On 21/08/2003 08:21, Mark Davis wrote:

OK, it sounds like we have clarity on two items:

- change the non-final characters to <isolated>
- moving dagesh to after RAFE, SHIN DOT, SIN DOT, VARIKA

I'll talk to Ken about whether we have time to get them into UCA 4.0.0, and in
any event we can get them into ICU 2.8 for Hebrew.


These changes are certainly a move in the right direction, but only part of the way. If we can get these in quickly, that would be good. But we mustn't let things rest there.

As far as the strength issue of final vs dagesh, I don't think we should take
any immediate action. The collation strength also affects matching. If a user
sets the sorting or matching level to "ignore accents", for example, they
probably expect the dots to be ignored then, as well as graves, acutes, etc. If
this showed up in a lot of words, then it would still be worth doing, I suspect.
But because the number of cases is so very small where you would have a
combination of dageshes and finals that would make a difference, ...

Yes, the number of cases where the relative ordering of dagesh and final forms is important is vanishingly small, because final forms are nearly always predictable anyway.

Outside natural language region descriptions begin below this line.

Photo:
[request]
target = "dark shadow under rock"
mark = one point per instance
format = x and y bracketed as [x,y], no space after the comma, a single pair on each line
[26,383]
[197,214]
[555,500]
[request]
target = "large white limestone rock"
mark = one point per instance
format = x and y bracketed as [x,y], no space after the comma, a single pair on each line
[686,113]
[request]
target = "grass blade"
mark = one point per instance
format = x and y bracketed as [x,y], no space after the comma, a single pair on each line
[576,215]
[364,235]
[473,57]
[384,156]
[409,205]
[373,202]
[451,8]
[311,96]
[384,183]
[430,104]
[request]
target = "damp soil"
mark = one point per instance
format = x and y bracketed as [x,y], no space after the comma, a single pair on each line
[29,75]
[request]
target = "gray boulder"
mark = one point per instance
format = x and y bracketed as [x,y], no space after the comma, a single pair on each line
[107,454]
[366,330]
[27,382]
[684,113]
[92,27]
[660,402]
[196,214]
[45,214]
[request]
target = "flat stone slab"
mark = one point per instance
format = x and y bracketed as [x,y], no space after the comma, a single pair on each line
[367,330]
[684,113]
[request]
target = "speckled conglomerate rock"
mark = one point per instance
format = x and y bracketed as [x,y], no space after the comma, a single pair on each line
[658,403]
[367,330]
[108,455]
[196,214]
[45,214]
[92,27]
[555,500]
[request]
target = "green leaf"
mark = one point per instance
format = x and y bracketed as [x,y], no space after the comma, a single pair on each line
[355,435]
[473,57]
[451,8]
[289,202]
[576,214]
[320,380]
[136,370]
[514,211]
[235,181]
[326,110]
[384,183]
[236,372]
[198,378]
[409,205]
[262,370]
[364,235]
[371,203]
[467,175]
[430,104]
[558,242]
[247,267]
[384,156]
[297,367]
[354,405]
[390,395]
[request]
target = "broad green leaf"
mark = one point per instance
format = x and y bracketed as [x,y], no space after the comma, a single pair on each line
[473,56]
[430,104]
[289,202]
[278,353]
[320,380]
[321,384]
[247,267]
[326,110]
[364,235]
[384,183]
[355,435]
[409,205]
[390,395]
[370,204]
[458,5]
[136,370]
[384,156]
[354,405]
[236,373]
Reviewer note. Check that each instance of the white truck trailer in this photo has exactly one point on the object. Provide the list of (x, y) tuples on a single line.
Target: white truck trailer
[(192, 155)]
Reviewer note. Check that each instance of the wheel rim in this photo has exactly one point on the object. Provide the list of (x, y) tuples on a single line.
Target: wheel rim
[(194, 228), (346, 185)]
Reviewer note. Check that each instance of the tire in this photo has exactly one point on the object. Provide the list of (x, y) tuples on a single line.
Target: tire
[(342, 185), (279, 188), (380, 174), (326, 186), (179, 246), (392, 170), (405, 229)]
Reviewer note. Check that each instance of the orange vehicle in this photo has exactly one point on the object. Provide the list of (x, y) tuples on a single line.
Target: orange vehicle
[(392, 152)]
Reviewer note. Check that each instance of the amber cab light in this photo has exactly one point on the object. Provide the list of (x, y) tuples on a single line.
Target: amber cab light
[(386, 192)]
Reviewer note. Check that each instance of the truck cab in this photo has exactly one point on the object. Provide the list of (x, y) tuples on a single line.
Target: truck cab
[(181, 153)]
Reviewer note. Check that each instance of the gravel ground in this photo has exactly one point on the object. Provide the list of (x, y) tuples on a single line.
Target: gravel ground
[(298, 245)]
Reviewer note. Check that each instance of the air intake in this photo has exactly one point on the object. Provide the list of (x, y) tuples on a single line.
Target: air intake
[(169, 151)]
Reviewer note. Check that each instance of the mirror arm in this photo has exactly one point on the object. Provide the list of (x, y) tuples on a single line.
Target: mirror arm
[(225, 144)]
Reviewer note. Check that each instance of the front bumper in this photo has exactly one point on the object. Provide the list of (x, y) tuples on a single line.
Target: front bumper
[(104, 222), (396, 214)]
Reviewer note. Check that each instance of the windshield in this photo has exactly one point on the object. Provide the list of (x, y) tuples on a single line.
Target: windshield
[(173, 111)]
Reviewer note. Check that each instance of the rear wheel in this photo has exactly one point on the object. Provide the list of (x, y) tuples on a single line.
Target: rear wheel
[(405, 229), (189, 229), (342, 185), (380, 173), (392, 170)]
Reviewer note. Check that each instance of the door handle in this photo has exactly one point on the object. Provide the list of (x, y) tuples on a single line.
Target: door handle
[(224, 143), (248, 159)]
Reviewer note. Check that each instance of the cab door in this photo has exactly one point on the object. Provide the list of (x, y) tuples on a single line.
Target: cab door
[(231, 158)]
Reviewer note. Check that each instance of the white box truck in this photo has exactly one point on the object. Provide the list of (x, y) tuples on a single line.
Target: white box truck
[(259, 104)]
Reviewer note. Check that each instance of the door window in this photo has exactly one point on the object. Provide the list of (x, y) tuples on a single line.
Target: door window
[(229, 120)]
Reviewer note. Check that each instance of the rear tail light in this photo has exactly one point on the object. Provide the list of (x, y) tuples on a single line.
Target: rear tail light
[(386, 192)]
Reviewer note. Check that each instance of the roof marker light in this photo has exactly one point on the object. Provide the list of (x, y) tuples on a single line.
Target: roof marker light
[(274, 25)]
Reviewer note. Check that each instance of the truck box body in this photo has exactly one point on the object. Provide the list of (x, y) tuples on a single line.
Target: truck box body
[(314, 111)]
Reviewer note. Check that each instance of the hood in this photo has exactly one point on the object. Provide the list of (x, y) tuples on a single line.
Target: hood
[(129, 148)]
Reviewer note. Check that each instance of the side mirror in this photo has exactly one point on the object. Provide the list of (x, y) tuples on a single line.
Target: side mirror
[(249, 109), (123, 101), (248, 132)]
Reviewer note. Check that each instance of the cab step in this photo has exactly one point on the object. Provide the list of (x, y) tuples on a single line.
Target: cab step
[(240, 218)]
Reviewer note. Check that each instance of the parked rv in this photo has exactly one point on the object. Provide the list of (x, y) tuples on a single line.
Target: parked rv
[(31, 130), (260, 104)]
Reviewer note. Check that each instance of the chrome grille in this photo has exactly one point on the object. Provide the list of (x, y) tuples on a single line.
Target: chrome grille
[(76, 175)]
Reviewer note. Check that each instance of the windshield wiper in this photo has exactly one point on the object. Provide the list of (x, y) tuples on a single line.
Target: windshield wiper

Nevertheless, this is an important issue. It is important, certainly in the biblical context, that the difference between regular and final forms is ignored in a basic "ignore accents" type of search. And Mati seems to agree: he wrote: "in most cases, the difference between Final vs non-Final must be ignored for searches". Compare for example ignoring upper and lower case differences in English. I would propose putting the final/non-final difference at the same level as that one.

... I would
recommend that SII approach this very carefully. If we are going to do anything,
it should be in the next version of UCA so that we have time to consider all of
the ramifications. I would not recommend it for ICU 2.8 either, even though we
have more time (and flexibility) there.


Indeed. The issue is a lot more complex than it seems here.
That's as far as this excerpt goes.